Abruptly, urgently, she turned his face towards her and scathed him with her glance. Like fire her breath was upon his skin and her hands tight in his braids, and so they remained, tearless and in wonder, until she knelt over him and pushed him back upon the bed.
The rain would have fallen into fog in the night. Their horses' hooves would sink in the earth, and the river would be hurtling upon the rocks like a song. A forest's farewell.
It was so on the day he rode out with the guard for the first time with something fiery and trembling in his stomach. Eroth had been with him the night before, as she was now; had flung herself into a chair beside his bed, complained of the frost in her shoes, said to him that there's nothing an arachnid can do to harm you which I cannot.
A flood was closing upon the river.

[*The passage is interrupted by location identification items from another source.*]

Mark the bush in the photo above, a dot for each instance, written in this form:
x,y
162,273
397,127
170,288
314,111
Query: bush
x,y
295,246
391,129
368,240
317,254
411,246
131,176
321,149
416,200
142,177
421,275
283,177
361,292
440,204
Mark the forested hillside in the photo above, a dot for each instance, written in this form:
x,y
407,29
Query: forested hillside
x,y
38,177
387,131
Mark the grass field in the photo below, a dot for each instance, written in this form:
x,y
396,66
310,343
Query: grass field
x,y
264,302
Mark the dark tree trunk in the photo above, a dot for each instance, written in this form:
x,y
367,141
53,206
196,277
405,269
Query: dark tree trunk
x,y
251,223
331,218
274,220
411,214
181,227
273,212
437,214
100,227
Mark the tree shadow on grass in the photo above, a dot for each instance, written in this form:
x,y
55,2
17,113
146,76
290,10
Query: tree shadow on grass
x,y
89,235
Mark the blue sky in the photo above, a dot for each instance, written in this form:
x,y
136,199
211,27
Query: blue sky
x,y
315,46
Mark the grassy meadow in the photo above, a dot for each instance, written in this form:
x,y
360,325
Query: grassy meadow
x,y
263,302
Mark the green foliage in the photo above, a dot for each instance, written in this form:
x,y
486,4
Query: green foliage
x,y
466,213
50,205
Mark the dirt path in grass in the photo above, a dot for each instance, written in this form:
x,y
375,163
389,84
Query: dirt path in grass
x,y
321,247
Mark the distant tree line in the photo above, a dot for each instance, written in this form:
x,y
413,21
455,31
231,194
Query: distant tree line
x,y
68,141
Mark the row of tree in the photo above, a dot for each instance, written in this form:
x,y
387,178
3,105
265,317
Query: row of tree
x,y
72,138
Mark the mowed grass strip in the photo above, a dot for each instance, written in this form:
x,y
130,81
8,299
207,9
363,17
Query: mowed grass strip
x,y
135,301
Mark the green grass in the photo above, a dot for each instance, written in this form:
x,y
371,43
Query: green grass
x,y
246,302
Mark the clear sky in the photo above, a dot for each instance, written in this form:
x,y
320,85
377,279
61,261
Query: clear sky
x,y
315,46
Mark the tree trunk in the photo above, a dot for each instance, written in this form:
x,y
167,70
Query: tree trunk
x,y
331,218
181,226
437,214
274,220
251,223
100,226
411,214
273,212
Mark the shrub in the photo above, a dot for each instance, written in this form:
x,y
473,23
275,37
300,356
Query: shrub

As their breaths crackled Eroth kissed the tips of his ears, his eyelids, the corner of his mouth. With each joining something shimmered between them and fell away.
"Be the river, then, Thranduilion," Eroth said. "I'll wait for you, but I shan't be idle. When the world is green and good again our lights will guide you home."
Suddenly he saw them, with the lantern-light upon their shoulders, walking down a path among the healed trees. Coming towards him as he came towards home. The grey fountain they lay beside would be there also, its stone unchanged and the waters frozen in patience for them. They had half-drowned each other there on spring evenings, then moulded wet braids from the other's hair, unheeding of time, which they thought would always be theirs.
Her eyes washed over him, and he ceased to think of the days ahead. They preyed on each other, him finding the hollow of her collarbone. Don't forget me, Dree. An eddy could be traced there, if one traced carefully, and overstepped the moss-ridden rocks. We will meet again.
Somewhere, sometime.
And as the silver stars wheeled beyond Eroth bent close and murmured into his ear, as he had once done one grey autumn morn, broken and proud, I will love you for an eternity.